Si chiama “Tuttomondo” e si trova sul muro del convento di Sant’Antonio Abate.
Tutto nacque quando Haring incontrò a New York un giovane studente pisano, Piergiorgio Castellani, che lo invitò a soggiornare a Pisa. Qui l’artista ebbe l’idea di realizzare il murale, scegliendo una grande parete esterna davanti alla stazione degli autobus, così che tutti potessero ammirarlo. Era il giugno del 1989.
Se visitate Pisa, non potete assolutamente perdervelo!

Un’altra cosa che vi consiglio è una passeggiata lungo i Lungarni, dove potrete ammirare edifici storici come Palazzo dei Medici, Palazzo Toscanelli e la Chiesa di San Matteo in Soarta.
Molto interessante anche il tour “Pisa dal basso e dall’alto: mura e Arno”, organizzato solo in alcuni periodi dell’anno (di solito in primavera e autunno, su prenotazione). Per restare aggiornati, potete consultare i siti City Grand Tour, Terre di Pisa o Mura di Pisa.

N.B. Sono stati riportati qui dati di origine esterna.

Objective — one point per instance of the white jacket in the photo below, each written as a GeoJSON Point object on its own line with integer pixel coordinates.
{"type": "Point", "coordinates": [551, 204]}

Merita una visita anche la splendida Chiesa di Santa Maria della Spina, un gioiello gotico che personalmente trovo incantevole.
Bellissima anche Piazza dei Cavalieri, con l’adiacente Palazzo dell’Orologio, edificio medievale che ingloba la celebre “Torre della Fame”, dove nel 1289 morì il Conte Ugolino Della Gherardesca con i suoi figli e nipoti — una storia resa immortale da Dante nella Divina Commedia.

Ultima chicca da vedere a Pisa: Borgo Stretto e Borgo Largo, la via più caratteristica del centro, con i portici, le botteghe e i tavolini dei caffè.

Calci e dintorni

Uscendo da Pisa centro, a soli 10 km, troviamo il piccolo borgo di Calci, famoso per la Certosa di Calci, un edificio storico di incredibile fascino oggi trasformato in museo.
La Certosa ospita due musei distinti:

  • il Museo Nazionale della Certosa Monumentale di Calci, con i suoi sfarzosi decori, la corte d’onore e la chiesa riccamente affrescata;
  • il Museo di Storia Naturale dell’Università di Pisa, uno dei miei preferiti (e della mia bambina!), un luogo affascinante che conquista grandi e piccoli, soprattutto gli amanti della paleontologia.

Per chi ama la natura, imperdibile anche il Parco Naturale di San Rossore (trovate tutte le info sul loro sito).

Sempre nel territorio pisano, non posso non citare Pontedera, che ospita il Museo Piaggio: una tappa da non perdere per gli appassionati della mitica Vespa e del motociclismo in generale.

Più che una meta, un’emozione

Spero la mia guida vi abbia incuriosito e dato spunti interessanti.

Un consiglio personale: fare un viaggio in Toscana non significa solo mettere una bandierina sui luoghi visitati o riempire il telefono di foto che forse non rivedrete più.

Un vero viaggio in Toscana è: accendere la macchina, mettere una bella canzone, abbassare i finestrini e respirare la campagna. Sentire sulla pelle quella sensazione di libertà e meraviglia, godersi la strada senza distrazioni.
La meta conta, certo, ma sono i dettagli lungo il cammino – vigne, boschi, oliveti, albe e tramonti – a rendere il viaggio indimenticabile.